The model was trained for both accuracy and stability, with training and selection errors steadily decreasing (0.01 and 0.09 WSE), indicating effective learning and strong generalization to new instances.
5. Model selection
The objective of model selection is to find the network architecture with the best generalization properties (that minimizes the error on the selected instances of the data set).
We aim to develop a neural network with a selection error of less than 0.09 WSE, which is the value we have achieved so far.
Model selection algorithms train several network architectures with a different number of neurons and select the one with the smallest selection error.
The neural selection method starts with a few neurons and increases the complexity at each iteration.The following chart shows the training error (blue) and the selection error (orange) as a function of the number of neurons.
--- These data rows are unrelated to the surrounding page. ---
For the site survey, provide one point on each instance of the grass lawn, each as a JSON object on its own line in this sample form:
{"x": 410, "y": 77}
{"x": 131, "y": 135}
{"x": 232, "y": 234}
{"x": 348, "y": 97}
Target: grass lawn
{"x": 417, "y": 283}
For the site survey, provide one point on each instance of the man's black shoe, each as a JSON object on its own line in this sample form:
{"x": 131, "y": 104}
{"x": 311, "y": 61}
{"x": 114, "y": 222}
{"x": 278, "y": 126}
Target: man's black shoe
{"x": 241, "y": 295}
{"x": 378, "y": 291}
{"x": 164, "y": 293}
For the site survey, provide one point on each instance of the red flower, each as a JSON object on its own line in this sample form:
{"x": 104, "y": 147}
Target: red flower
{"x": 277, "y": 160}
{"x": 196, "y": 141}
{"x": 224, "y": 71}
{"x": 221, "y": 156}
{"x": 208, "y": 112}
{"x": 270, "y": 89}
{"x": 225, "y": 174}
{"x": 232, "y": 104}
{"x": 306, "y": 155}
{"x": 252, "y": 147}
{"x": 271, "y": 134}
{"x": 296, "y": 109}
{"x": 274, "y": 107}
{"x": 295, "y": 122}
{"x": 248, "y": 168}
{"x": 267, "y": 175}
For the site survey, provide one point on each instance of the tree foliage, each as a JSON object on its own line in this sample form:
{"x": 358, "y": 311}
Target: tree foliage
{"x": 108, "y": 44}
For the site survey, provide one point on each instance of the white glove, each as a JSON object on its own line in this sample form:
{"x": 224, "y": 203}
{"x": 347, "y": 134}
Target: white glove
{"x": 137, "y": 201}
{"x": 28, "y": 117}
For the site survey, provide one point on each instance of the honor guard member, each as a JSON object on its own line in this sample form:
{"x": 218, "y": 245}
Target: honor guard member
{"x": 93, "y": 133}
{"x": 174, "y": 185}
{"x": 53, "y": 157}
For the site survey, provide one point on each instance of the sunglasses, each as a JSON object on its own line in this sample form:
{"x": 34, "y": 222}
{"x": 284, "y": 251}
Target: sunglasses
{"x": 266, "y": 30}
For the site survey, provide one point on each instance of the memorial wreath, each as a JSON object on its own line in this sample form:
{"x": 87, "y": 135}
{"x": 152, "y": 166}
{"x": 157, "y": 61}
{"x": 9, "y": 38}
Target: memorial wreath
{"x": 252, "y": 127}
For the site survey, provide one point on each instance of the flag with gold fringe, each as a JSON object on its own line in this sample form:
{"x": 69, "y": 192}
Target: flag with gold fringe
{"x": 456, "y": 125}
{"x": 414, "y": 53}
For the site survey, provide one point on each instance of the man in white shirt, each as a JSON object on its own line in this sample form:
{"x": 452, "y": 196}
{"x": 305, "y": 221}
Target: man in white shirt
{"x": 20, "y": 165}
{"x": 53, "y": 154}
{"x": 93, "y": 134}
It shows that neuron selection does not significantly decrease the training error. But still, we obtained a minor error rate with four neurons.
input selection algorithms identify the subset of features that minimizes selection error and maximizes the network’s generalization capability.
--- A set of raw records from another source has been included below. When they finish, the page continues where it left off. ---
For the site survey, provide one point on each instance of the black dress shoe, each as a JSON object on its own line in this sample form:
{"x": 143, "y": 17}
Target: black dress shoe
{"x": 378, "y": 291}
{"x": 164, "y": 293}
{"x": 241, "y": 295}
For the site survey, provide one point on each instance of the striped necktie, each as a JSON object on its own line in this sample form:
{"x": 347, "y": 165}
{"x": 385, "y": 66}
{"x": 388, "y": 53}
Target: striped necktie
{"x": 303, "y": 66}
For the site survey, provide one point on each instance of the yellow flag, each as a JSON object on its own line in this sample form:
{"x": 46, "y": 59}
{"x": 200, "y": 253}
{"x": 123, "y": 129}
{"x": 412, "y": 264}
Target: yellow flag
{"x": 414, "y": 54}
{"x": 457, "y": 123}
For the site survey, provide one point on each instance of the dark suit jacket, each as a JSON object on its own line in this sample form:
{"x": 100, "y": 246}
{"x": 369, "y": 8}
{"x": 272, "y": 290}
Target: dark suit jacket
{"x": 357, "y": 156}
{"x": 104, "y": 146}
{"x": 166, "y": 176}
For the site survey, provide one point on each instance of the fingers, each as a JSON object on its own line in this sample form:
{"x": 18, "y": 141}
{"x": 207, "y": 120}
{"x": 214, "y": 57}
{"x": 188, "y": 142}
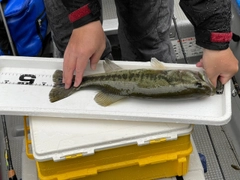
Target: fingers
{"x": 81, "y": 64}
{"x": 69, "y": 65}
After selecting the optimal 30 inputs (4 unused), the model’s selection error dropped to 0.03 WSE, yielding a simpler, improved network with architecture 30:3:6 (inputs:hidden:outputs).
6. Testing analysis
Once we have trained the model, we perform a testing analysis to validate its prediction capacity.
We use a subset of previously unused data, specifically the testing instances.
Confusion matrix
The confusion matrix shows the model’s performance by comparing predicted and actual diagnoses. It includes:
True positives: cases correctly identified as having the condition
False positives: cases incorrectly identified as having the condition
False negatives: cases with the condition incorrectly identified as not having it
True negatives: cases correctly identified as not having the condition
| Predicted seboreic dermatitis | Predicted soriasis | Predicted lichen planus | Predicted chronic dermatitis | Predicted pityriasis rosea | Predicted rubra pilaris | |
|---|---|---|---|---|---|---|
| Real seboreic dermatitis | 10 | 0 | 0 | 0 | 0 | 0 |
| Real soriasis | 0 | 24 | 0 | 0 | 0 | 0 |
| Real lichen planus | 0 | 0 | 15 | 0 | 0 | 0 |
| Real chronic dermatitis | 0 | 0 | 0 | 11 | 0 | 0 |
| Real pityriasis rosea | 0 | 0 | 0 | 0 | 9 | 0 |
| Real pitiriasis rubra pilaris | 0 | 0 | 0 | 0 | 0 | 3 |
In this example, 98.63% of cases were correctly classified and 1.37% of cases were misclassified.
7. Model deployment
Once validated, the neural network can be saved for deployment, allowing predictions of dermatological conditions for new patients using clinical, histopathological, demographic, and lesion data.
It serves as a reliable diagnostic support tool, complements traditional examinations, and integrates easily via Neural Designer, though the network cannot be practically visualized due to many input variables.
Conclusions
The dermatology machine learning model achieved 98.6% accuracy in classifying erythemato-squamous diseases.
Key features—like follicular horn plugs, follicular papules, and rete ridge elongation—align with established dermatological criteria.
Its strong generalization allows it to support clinicians in differentiating conditions quickly and reliably, complementing traditional examinations and improving patient care.
References
- We have obtained the data for this problem from the UCI Machine Learning Repository.
- Nilsel Ilter, M.D., Ph.D., Gazi University, School of Medicine.
- H. Altay Guvenir, PhD., Bilkent University, Department of Computer Engineering and Information Science.